What possible benefit can there be in offering irreversible bodily treatments to a child whom everyone knows, it seems, could change its feelings or thoughts about their sexuality in just a few years time? And in direct opposition to the child’s parents, who in many kid’s lives are a frontier of protection against those in the outside world who would wish to exploit them.
The evidence is clear: more harm can come by believing an ideology that says a woman can become a man through bodily suppression than by not believing it.
Could it actually be that the therapy that’s wrong is not the ‘conversion therapy’ which supports those seeking to embrace their biological body, but the therapies in gender clinics seeking to ‘convert’ the body’s biology.

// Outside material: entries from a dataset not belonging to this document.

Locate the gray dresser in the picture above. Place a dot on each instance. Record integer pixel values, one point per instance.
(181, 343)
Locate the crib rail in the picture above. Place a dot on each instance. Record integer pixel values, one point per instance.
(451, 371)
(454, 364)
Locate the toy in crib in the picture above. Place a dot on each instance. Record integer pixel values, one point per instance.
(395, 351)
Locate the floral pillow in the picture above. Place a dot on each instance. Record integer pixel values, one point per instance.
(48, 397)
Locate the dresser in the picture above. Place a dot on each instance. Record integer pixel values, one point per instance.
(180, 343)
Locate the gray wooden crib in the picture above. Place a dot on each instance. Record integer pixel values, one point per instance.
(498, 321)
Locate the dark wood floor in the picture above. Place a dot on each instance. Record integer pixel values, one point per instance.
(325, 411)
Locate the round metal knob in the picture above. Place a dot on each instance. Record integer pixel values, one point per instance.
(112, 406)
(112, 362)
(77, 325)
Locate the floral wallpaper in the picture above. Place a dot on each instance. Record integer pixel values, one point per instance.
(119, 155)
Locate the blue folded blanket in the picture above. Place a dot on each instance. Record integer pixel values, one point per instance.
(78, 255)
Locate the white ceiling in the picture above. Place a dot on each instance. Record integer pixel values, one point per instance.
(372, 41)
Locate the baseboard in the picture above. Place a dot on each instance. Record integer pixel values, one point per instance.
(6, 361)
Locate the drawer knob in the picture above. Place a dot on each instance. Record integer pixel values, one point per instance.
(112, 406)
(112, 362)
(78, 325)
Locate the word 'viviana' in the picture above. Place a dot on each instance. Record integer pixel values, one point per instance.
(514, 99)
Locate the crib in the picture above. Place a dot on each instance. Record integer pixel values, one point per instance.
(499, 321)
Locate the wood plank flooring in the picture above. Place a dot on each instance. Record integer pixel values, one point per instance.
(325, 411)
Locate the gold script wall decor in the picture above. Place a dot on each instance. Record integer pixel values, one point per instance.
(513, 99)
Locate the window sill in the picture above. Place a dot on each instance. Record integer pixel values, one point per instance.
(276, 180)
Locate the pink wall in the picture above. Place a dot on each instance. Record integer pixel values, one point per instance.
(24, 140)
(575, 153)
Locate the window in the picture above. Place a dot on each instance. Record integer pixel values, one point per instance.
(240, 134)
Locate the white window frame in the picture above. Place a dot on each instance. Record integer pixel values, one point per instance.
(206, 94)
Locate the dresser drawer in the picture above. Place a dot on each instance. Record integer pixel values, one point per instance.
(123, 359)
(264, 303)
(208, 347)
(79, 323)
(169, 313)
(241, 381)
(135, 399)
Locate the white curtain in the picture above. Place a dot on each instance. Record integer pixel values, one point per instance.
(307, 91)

At the very least there is strong evidence to suggest that transition therapy is not always right.
The Victorian government’s Change or Suppression (Conversion) Practices Bill is being hailed, applauded and praised around the country.
But the bill is based on LGBTI ideology which is being exposed as tendentious, exclusively supporting gender transition or the ‘affirmative’ approach to gender questioning.
And right now there is a social “phenomenon” moving away from transition. Voices are telling us something is not quite right. Transition can lead to more pain.
Late last year the American Journal of Psychiatry issued a correction to an article that previously advocated gender-affirming surgeries. The correction reads, “that neither “gender-affirming hormone treatment” nor “gender-affirming surgery” reduced the need of transgender-identifying people for mental health services.”
People dealing with questions about their sexuality should have the freedom to believe what they want and seek the support they want.
An underground tide of voices is telling us just that.